Crea and Niccoli see a role for sterols other than cholesterol, since in PRECISE-IVUS lathosterol, campesterol and sitosterol and their ratio to cholesterol decreased with the combination therapy, but increased with monotherapy. “Interestingly, the campesterol-to-cholesterol ratio reduction was significantly and positively related to a reduction in PAV.” (…) “Only a prospective interventional trial to analyse the effects of plant sterol–enriched food on the incidence of cardiovascular events can exclude a potential cardiovascular risk linked with their excess.” The authors of the editorial also mention a possible role for other pleiotropic effects unrelated to cholesterol lowering and effects on reduction of cholesterol crystals in ezetimibe-related potentiation of plaque regression. They conclude by saying that “The molecular mechanisms driving the additional benefit of ezetemibe on plaque progression compared with statin monotherapy need to be further investigated.”

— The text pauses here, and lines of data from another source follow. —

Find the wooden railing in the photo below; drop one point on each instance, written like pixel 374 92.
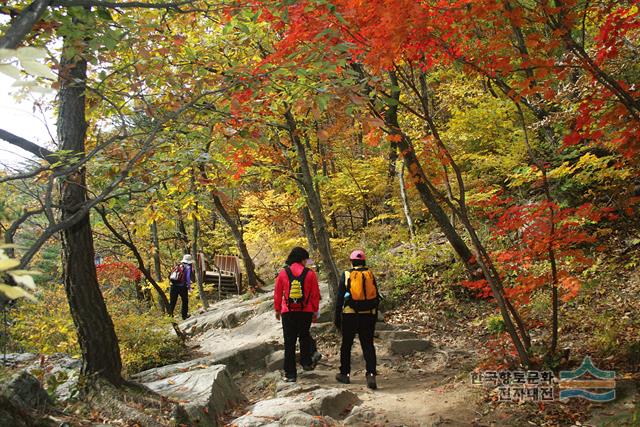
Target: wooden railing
pixel 221 267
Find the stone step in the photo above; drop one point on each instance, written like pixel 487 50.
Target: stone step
pixel 395 335
pixel 408 346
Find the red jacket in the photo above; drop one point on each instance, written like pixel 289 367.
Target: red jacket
pixel 311 290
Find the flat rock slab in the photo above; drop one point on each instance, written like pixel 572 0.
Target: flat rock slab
pixel 275 361
pixel 205 393
pixel 396 335
pixel 25 391
pixel 332 402
pixel 15 359
pixel 402 347
pixel 381 326
pixel 247 356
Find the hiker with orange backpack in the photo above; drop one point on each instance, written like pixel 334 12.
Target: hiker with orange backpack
pixel 296 300
pixel 356 313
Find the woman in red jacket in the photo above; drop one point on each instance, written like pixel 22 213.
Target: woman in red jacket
pixel 296 299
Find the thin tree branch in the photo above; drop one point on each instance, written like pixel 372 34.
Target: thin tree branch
pixel 23 25
pixel 27 145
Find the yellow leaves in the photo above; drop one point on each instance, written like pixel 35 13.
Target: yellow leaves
pixel 525 175
pixel 15 292
pixel 562 171
pixel 8 264
pixel 22 278
pixel 384 216
pixel 188 202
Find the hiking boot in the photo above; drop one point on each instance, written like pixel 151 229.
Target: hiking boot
pixel 371 381
pixel 343 378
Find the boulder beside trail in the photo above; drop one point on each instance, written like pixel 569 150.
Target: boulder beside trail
pixel 205 393
pixel 275 361
pixel 408 346
pixel 25 391
pixel 250 355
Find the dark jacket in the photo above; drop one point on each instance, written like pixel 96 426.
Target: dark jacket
pixel 342 290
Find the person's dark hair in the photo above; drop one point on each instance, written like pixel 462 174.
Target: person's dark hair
pixel 297 254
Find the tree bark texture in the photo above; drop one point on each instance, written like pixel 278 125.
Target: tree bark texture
pixel 96 334
pixel 252 277
pixel 315 205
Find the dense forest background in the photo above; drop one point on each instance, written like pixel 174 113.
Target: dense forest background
pixel 483 153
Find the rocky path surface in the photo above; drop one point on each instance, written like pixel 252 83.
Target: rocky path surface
pixel 237 381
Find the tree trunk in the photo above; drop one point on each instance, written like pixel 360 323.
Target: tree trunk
pixel 405 203
pixel 96 335
pixel 419 178
pixel 198 269
pixel 252 277
pixel 309 230
pixel 315 206
pixel 157 265
pixel 182 234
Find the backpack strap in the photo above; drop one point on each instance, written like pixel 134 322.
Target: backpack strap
pixel 301 278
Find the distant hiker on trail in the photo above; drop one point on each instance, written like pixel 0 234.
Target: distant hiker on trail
pixel 180 279
pixel 296 299
pixel 356 313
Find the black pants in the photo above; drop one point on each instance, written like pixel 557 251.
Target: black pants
pixel 183 292
pixel 364 325
pixel 295 325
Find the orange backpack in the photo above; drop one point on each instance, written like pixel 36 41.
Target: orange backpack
pixel 361 284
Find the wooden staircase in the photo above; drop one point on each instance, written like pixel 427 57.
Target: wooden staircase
pixel 224 270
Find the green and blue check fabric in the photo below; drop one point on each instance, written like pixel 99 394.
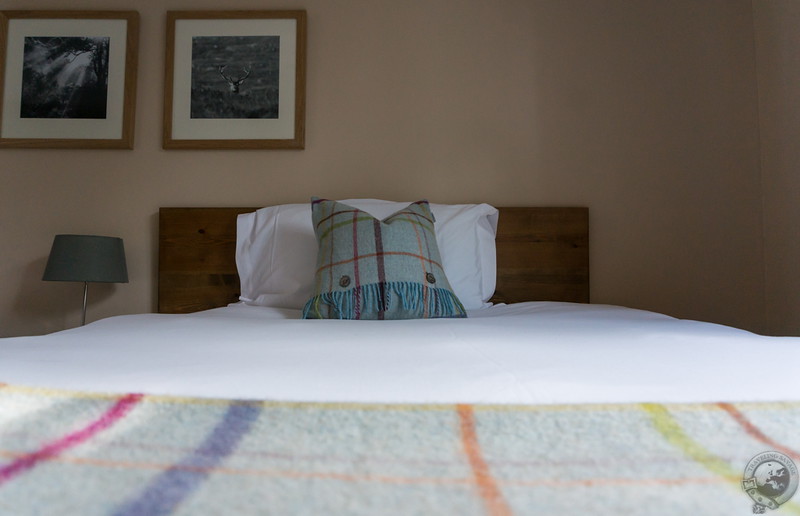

1. Cannon C. IMPROVE-IT trial: a comparison of ezetimibe/simvastatin versus simvastatin monotherapy on cardiovascular outcomes after acute coronary syndromes. Presented at: Annual Scientific Sessions of the American Heart Association, Chicago, IL, November 17, 2014.
2. Crea F, Niccoli G. Ezetimibe and plaque regression: cholesterol-lowering or pleiotropic effects? J Am Coll Cardiol. 2015 Vol 66 (5): 508-10.